NEW ORLEANS (Reuters) - Baltimore Ravens defensive coordinator Dean Pees gets a kick out of watching Colin Kaepernick play, but would most enjoy keeping the San Francisco quarterback in check in Sunday’s Super Bowl.
The multi-threat Kaepernick, who gained a record 181 yards rushing in his first NFL playoff game this postseason against Green Bay, runs a read-option package that has kept defenses guessing on whether a run or a pass is coming.
“Any time you play option football, somebody has to have the dive, somebody has to have the quarterback, somebody has to have the pitch,” Pees said on Thursday.
Pees said communication between the defenders and the understanding of their assignments before the snap was critical given the success the strong-armed Kaepernick has had.
Veteran Ravens safety Ed Reed said the various options could lead to confusion.
“You have so much that can come off it,” said Reed. “You got the pass off it, you got the option off it, you got the dive off it, you got the quarterback off it. They might deliver a pizza or two off it, you just don’t know what they gonna come with.”

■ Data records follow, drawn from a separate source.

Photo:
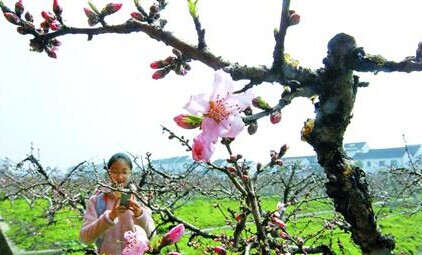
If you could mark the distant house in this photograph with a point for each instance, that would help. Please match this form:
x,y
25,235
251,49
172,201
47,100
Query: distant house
x,y
369,159
376,159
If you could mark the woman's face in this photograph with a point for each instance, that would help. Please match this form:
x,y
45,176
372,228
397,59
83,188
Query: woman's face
x,y
120,172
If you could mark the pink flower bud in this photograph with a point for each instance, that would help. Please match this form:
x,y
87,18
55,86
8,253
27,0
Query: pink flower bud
x,y
48,16
111,8
239,217
157,64
159,74
21,31
281,207
275,117
253,127
45,25
278,162
260,103
188,121
231,170
138,16
55,42
51,52
173,236
90,14
57,9
19,8
279,223
153,8
93,22
29,17
294,19
12,18
284,235
283,150
55,25
300,241
220,250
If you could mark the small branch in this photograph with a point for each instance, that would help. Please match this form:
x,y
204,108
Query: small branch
x,y
278,55
154,32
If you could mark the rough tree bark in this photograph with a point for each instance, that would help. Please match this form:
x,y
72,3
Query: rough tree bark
x,y
346,184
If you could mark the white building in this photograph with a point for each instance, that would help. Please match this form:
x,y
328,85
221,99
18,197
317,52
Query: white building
x,y
368,159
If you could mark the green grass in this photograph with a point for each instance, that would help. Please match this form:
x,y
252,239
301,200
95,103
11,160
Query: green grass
x,y
30,231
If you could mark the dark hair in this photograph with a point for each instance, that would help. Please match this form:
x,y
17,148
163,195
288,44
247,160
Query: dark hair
x,y
117,156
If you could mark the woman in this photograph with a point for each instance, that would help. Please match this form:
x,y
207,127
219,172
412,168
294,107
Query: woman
x,y
106,221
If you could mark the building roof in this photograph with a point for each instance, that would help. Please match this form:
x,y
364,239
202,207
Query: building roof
x,y
354,146
311,159
398,152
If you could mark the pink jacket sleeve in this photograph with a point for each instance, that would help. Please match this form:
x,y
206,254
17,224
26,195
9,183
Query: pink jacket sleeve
x,y
146,221
94,227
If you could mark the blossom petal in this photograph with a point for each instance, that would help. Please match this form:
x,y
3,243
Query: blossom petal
x,y
239,102
223,85
233,126
198,104
202,148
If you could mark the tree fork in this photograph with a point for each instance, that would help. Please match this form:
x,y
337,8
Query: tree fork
x,y
346,184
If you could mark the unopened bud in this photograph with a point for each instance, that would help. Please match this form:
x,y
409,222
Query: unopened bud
x,y
111,8
294,19
188,121
279,223
278,162
161,73
169,60
153,9
19,8
48,16
93,22
12,18
22,31
138,16
286,91
283,150
45,25
29,17
220,250
157,64
186,66
180,70
55,25
258,166
176,52
57,9
90,14
248,111
300,241
284,235
55,42
260,103
275,117
253,127
51,52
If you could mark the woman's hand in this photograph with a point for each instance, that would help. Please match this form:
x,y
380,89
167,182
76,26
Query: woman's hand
x,y
135,207
117,210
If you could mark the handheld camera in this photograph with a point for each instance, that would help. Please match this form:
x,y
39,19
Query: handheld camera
x,y
124,199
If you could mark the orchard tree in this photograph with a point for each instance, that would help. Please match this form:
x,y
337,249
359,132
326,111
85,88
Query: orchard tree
x,y
226,112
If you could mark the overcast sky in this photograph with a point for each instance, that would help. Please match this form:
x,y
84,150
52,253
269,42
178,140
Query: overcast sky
x,y
98,97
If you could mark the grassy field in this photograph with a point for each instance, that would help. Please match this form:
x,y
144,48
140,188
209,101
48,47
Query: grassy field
x,y
30,231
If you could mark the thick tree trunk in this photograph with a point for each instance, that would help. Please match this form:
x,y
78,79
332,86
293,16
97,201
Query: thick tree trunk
x,y
346,184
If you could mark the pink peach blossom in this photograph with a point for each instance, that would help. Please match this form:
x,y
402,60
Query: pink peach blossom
x,y
136,243
173,236
221,114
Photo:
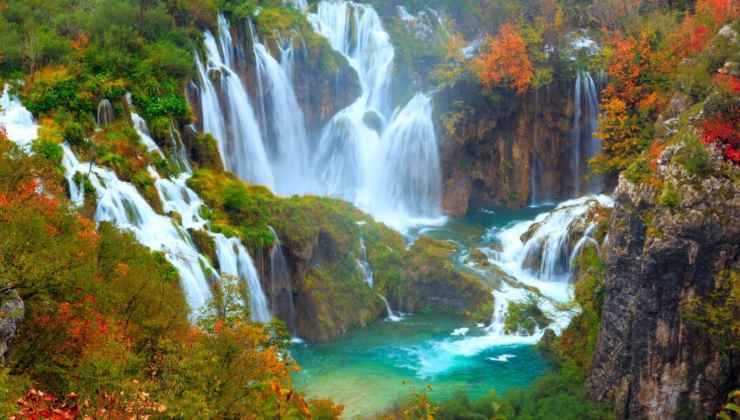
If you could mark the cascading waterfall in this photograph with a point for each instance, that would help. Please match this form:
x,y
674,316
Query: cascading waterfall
x,y
120,203
105,113
585,121
385,162
280,284
391,316
364,264
390,169
511,258
235,261
289,153
545,261
17,121
233,124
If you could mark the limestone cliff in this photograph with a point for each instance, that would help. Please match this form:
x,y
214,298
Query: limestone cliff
x,y
504,150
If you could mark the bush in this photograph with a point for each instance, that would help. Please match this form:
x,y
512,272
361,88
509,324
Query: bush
x,y
74,134
49,150
669,197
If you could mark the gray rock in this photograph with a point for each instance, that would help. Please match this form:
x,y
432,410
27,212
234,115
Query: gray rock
x,y
650,361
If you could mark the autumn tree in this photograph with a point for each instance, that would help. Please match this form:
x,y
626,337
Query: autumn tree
x,y
505,61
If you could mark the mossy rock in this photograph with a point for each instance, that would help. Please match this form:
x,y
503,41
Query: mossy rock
x,y
478,257
206,245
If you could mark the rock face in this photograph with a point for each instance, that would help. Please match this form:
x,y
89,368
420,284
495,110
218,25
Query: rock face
x,y
12,312
651,360
507,150
323,80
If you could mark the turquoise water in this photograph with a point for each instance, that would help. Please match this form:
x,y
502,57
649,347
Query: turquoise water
x,y
369,370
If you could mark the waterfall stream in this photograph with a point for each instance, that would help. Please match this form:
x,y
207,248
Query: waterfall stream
x,y
385,161
120,203
280,284
585,122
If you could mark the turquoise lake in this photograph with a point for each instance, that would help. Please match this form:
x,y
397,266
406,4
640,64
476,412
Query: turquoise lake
x,y
371,369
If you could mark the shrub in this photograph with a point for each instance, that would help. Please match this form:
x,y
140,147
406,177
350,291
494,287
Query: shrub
x,y
669,197
74,134
49,150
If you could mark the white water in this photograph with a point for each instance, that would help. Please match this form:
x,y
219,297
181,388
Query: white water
x,y
280,283
17,121
105,113
120,203
384,161
391,316
364,264
393,174
585,145
233,124
289,153
555,287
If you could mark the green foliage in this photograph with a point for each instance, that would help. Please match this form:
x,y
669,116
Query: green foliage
x,y
718,313
49,150
693,156
669,197
525,317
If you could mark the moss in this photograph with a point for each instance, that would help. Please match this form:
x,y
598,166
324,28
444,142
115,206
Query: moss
x,y
525,317
206,245
577,343
693,156
669,197
478,257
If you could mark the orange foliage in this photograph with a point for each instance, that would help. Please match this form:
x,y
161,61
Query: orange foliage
x,y
720,11
506,60
691,37
728,82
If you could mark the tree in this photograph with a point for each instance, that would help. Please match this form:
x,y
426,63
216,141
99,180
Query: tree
x,y
506,61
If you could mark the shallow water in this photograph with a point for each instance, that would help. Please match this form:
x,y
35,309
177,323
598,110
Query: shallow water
x,y
370,369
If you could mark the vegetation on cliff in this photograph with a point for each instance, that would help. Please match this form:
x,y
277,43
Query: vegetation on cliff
x,y
106,324
323,240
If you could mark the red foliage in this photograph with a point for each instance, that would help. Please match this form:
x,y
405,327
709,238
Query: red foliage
x,y
723,130
40,405
728,82
691,38
720,11
506,59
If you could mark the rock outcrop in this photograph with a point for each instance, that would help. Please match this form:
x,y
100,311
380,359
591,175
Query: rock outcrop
x,y
504,150
669,253
12,312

Pees said he had faith in the Ravens’ plans to contain the 25-year-old Kaepernick, but admired the skill and enthusiasm of the big, fast San Francisco signal caller, who will be making just the 10th start of his NFL career.
“I hate to say this, since I’m defending him, but he’s actually fun to watch,” the Ravens coach said. “He looks like a kid that just wants to pick up a ball and go out and play in the backyard in a pick-up game. He’s done a great, great job and he looks like he’s having fun doing what he’s doing.”
Linebacker Ray Lewis, a 13-time Pro Bowler, said in their film study the Ravens found flaws in how other teams attacked the option plays.
“A lot of people who played against them just never communicated at all,” said Lewis. “I believe that’s one of the advantages of what we have as a defense.
“A lot of people against the read-option just played as individuals. It’s really hard to play that type of package as individuals. You have to play it as a group.”
Pees said the Ravens would vary their assignments to disguise how they were defending those plays.
“It could be a defensive lineman, could be a linebacker, could be a secondary guy,” he said, again stressing communication and execution. “Everybody needs to know what they’ve got before the ball is even snapped.”
“You never play anything the same way. You always have to have change-ups all the time.”
Anticipating the strategic chess match ahead of the game is one thing, and adjusting during the game is another.
“I’m sure they’re going to come up with something new over the two weeks,” Pees said, noting the extra week off since the conference championships. “Just like we probably will.”